“I have changed. But I still want you to know me.”
So tonight, I will toast the belachan. I will debone the chicken. I will cry a little into the sambal—because it’s spicy, and because love, when translated across oceans, always brings a tear to the eye. Taste of My Sister in law Who Traveled Abroad -...
She replied with a single photo: a steaming bowl of laksa, the broth the color of a sunset bleeding into a stormy sea. The caption read: “This is my taste of now. Wait until you try it.” Three months ago, a cardboard box arrived at our doorstep. It was battered, stamped with Singaporean customs stickers, and smelled faintly of dried shrimp and lemongrass.

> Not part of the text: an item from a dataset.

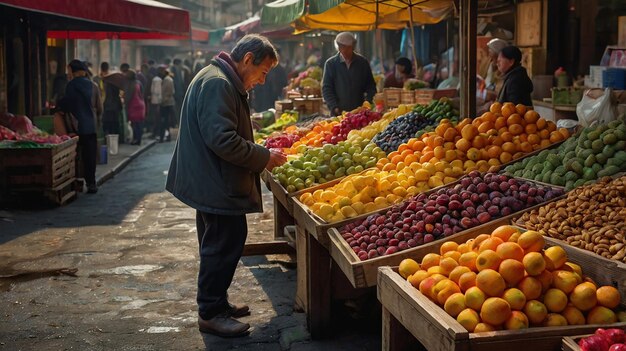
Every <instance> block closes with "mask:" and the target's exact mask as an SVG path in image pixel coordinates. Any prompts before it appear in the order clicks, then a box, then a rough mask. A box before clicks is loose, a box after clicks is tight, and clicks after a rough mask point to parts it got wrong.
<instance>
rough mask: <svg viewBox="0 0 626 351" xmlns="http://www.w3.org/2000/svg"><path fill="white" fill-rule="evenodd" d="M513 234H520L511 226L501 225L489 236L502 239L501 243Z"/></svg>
mask: <svg viewBox="0 0 626 351" xmlns="http://www.w3.org/2000/svg"><path fill="white" fill-rule="evenodd" d="M513 234H520V231H519V230H518V229H517V228H515V227H514V226H511V225H501V226H499V227H498V228H496V229H494V231H493V232H491V236H493V237H497V238H500V239H502V241H509V239H510V238H511V236H513Z"/></svg>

Inside, Elena had orchestrated a symphony. “I have changed
I called her immediately. “It tastes like you,” I said. “But a new you.” I will cry a little into the sambal—because
There is a specific kind of hunger that has nothing to do with an empty stomach. It is a hollow ache that lodges itself just behind the sternum, triggered not by the sight of a sizzling steak or a warm loaf of bread, but by the absence of a person. For me, that hunger has a name: Elena. And it has a flavor profile that defies the logic of geography.
The taste had changed. It was bolder, more complex, tinged with a loneliness that only comes from eating alone in a foreign country. There was a sharpness—the sting of chili—that hadn’t been there before. But beneath it, the same warmth. The same heart.